Вспоминая пустынные черные улицы военного времени, я с радостью смотрел на праздные толпы, которые текли в обе стороны, перепутываясь, но не сливаясь. Перед витринами, освещенными ярким внутренним светом, образовались как бы лужицы, которые убывали и пополнялись почти незаметно. Постояв перед светлым окном, пары, молодые — в обнимку, постарше — под ручку, совсем пожилые — просто рядом, двигались дальше, к другому окну, к другой витрине.

 — Ну, скажите, пожалуйста, — обратился к Стажинскому шофер, когда машина остановилась перед светофором, — чего они бродят от витрины к витрине? Чего они разглядывают? Ведь купить-то все равно не смогут.

 — Развлечение, видимо, — неохотно отозвался Казимир.

Шофер покрутил головой и фыркнул.

 — Развлечение... Разврат это, по-моему, а не развлечение. Они глазами покупают, а в мыслях все это домой перетаскивают. Есть такие, что им мало только в мыслях домой таскать.
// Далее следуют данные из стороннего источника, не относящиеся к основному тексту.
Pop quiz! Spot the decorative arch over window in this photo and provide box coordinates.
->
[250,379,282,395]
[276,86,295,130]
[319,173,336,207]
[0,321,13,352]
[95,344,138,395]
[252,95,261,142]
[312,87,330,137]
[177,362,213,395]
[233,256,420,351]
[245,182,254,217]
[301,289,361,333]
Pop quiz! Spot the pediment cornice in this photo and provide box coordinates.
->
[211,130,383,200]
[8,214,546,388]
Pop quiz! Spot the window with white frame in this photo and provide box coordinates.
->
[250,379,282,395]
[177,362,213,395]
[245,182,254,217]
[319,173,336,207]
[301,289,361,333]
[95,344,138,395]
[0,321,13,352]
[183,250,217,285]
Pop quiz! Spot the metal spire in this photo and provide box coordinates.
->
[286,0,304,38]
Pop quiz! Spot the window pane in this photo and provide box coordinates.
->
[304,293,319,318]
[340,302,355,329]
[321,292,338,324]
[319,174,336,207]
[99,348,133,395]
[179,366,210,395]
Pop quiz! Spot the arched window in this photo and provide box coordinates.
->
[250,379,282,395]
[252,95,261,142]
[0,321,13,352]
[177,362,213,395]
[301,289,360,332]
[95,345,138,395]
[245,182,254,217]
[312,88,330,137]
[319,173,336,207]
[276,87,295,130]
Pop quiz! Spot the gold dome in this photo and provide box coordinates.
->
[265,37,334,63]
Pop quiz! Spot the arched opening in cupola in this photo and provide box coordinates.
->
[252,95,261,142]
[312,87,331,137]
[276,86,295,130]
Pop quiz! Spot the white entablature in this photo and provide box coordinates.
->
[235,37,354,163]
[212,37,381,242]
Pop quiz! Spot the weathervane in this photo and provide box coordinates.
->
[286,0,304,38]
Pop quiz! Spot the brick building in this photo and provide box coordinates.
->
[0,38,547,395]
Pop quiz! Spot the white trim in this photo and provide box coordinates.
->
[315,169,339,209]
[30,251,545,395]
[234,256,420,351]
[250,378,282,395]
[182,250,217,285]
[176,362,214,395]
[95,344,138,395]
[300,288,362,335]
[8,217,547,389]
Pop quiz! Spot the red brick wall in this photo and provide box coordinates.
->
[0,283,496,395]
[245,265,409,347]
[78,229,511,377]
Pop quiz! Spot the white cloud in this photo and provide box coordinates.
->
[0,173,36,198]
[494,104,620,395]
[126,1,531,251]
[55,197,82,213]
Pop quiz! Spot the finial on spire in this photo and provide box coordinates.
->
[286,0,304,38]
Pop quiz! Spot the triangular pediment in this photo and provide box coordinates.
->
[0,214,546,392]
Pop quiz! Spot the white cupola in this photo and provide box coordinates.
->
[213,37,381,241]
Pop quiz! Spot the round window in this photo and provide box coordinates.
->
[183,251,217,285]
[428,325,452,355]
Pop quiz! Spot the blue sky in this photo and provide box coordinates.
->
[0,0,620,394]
Приходят ночью, когда никого нет, трах-тарарах по стеклу и давай хапать. А хозяева не дураки, у них там провода, сигнализация, звон-перезвон, сторожа, полиция — и... пожалуйте, садитесь, мигом доставим в тюрьму... Вот к чему это ведет!

Забитые народом кафе с распахнутыми дверями и открытыми окнами, которые волновали и радовали меня светом, шумом, жизнью, вызвали у шофера такси только раздражение.

Лишь на маленькой узкой улочке, выходящей на площадь ратуши, шофер стал добродушнее. Вся улочка состояла из лавчонок, где даже в этот поздний час продавались сувениры. Среди них главное место занимал знаменитый брюссельский мальчик, который, по преданию, спас столицу от пожара, погасив пламя собственной жидкостью. Он был изображен в этом виде во всех размерах — от самого крошечного до естественной величины. Во всех материалах — в бронзе, меди, камне, мраморе, пластмассе, папье-маше, воске. В обеих национальных одеждах — валлонской и фламандской. Во всех костюмах — гвардейцев, пожарников, трамвайщиков, железнодорожников, моряков. Металлические фигурки мальчика были снабжены помпой, что позволяло ему выполнять свою естественную надобность по воле и в руках каждого.

Туристы, накупившие фигурок мальчика, тут же в магазине набирали в помпу воды — она предоставляется бесплатно и в большом изобилии — и выходили на улицу. Покатываясь со смеху, они запускали тонкие сверкающие струи и обливали друг друга.

 — Дурни, вот дурни! — показал на них шофер и захохотал. — Купили мальчика и сами стали детьми, заигрались.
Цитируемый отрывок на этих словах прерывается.